If you read websites like Poynter, it's been job slash after job slash (sorry, "buyout packages"). Papers I know or have worked for have just been chopping staff left and right. The tally according to one web site: More than 8,000 jobs. Just yesterday, Fairfax Media which owns like half the papers in Australia/New Zealand, announced massive cuts. Y'know, in the name of synergy and stuff like that.

Websites like angryjournalist.com thrive off the frustration in the industry these days. I'm better than I used to be, but I still get angry myself. I remember one paper I worked at where over the course of about a year I went from having 7 employees in my newsroom to having 2 1/2 (one part-timer). It sucked, to be honest, and left me worn-out and bedraggled at the end. But newspapers have problems, and for the bean-counters, cuts are often the way to effect change. Not always the right way, but a way. The problem is when staff is cut but management doesn't change the amount of work to reflect that – bodies are eliminated, but you also need to rethink how you're delivering news when you have a "leaner, meaner" staff. Instead too often the mentality is "less people, same work," which inevitably results in "burned-out staff, crappy, error-ridden and uninspired newspapers."

I keep seeing things about few people under 40 read papers any more, and it's hard to disagree. Newspaper audiences often seem fossilized to be mostly the 50+ age group, and well, when they're gone...

Still, I like to think positive. I firmly believe we're in the middle of big changes in the newspaper industry. Newspapers are not dying, merely transforming. It's truly impossible to see a massive shift when you're in the middle of it, but I think this whole decade has been about newspapers mutating. We're "old school" media but when you get down to it, newspapers are at their core the best-reported, best-produced and most influential kind of media there is. All others tend to follow our lead, not overtake it. We're changing into something smaller and tighter, but hopefully also of value. But anyone who thinks newsrooms are going to operate like it's 1988 still are living in a dream world.
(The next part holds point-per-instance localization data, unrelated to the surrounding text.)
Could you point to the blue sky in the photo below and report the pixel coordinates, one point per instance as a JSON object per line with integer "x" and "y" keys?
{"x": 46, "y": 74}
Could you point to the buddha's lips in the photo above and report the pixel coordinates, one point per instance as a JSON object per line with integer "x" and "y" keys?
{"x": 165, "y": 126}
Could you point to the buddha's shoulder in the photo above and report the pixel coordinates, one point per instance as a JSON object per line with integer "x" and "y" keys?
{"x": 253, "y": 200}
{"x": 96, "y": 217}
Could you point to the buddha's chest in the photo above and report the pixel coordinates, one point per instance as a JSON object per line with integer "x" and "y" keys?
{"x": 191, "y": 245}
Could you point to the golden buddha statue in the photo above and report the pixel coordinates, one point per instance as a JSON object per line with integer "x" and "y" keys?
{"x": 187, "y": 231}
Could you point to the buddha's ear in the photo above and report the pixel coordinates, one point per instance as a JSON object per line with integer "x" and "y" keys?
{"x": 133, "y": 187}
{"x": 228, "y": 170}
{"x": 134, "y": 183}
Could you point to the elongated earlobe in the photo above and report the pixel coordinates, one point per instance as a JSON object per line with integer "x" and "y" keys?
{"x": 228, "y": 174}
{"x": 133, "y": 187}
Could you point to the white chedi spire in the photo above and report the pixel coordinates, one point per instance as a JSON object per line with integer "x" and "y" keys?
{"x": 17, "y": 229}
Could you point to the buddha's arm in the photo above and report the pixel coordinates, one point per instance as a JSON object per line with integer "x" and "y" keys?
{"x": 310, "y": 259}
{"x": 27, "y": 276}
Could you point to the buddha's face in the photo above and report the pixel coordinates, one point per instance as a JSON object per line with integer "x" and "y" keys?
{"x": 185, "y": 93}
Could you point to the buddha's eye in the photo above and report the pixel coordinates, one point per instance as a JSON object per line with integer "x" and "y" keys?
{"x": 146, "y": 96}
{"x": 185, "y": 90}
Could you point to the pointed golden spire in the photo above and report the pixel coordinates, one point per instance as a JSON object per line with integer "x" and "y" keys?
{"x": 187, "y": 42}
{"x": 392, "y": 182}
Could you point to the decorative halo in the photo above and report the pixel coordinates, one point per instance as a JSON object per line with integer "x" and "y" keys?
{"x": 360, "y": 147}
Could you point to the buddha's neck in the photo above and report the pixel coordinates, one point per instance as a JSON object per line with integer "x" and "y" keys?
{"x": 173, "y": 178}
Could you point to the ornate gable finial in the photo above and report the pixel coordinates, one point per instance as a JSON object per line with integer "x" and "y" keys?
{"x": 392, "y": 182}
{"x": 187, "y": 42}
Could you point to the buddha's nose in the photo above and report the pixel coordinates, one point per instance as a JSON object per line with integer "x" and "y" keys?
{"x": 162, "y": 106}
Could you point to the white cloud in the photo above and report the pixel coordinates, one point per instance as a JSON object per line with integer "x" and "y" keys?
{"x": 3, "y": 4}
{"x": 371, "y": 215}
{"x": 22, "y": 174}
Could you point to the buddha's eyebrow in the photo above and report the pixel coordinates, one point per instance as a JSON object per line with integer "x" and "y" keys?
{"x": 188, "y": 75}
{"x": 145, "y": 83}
But y'know, for a field that's all about being 'Next," newspapers are often very conservative, and yes, slow. Smaller papers in particular will happily putter along with things like old crusty "Alley Oop" comics because they don't want to offend the older readers by dumping 'em. And papers big and small alike often tend to be run inefficiently, either with excess staff, overpaid "marquee" journalists or just plain mismanagement. Owners often just start chopping away randomly because they do see some of the inefficencies embedded in the system. It adds up to the kind of journalistic "perfect storm" we're seeing these days.

It's all made for a fearful time to be a journalist. I like to think my own job is fairly secure, partly because I am part of a company that's looking ahead and rethinking the traditional way things are done. But you never know. Journalism is at its height a noble calling, producing great thinkers, great inspiration and great headlines. But when it comes to newspapers, it's also a calling that's rather hobbled, heartsick and uncertain right now. We are better than TV, and the best of the Internet follows our lead, I firmly believe.

I want to stay in this industry, but I recognize that print 'n' ink is just part of what we do now. It's exciting times. It's also kind of scary ones.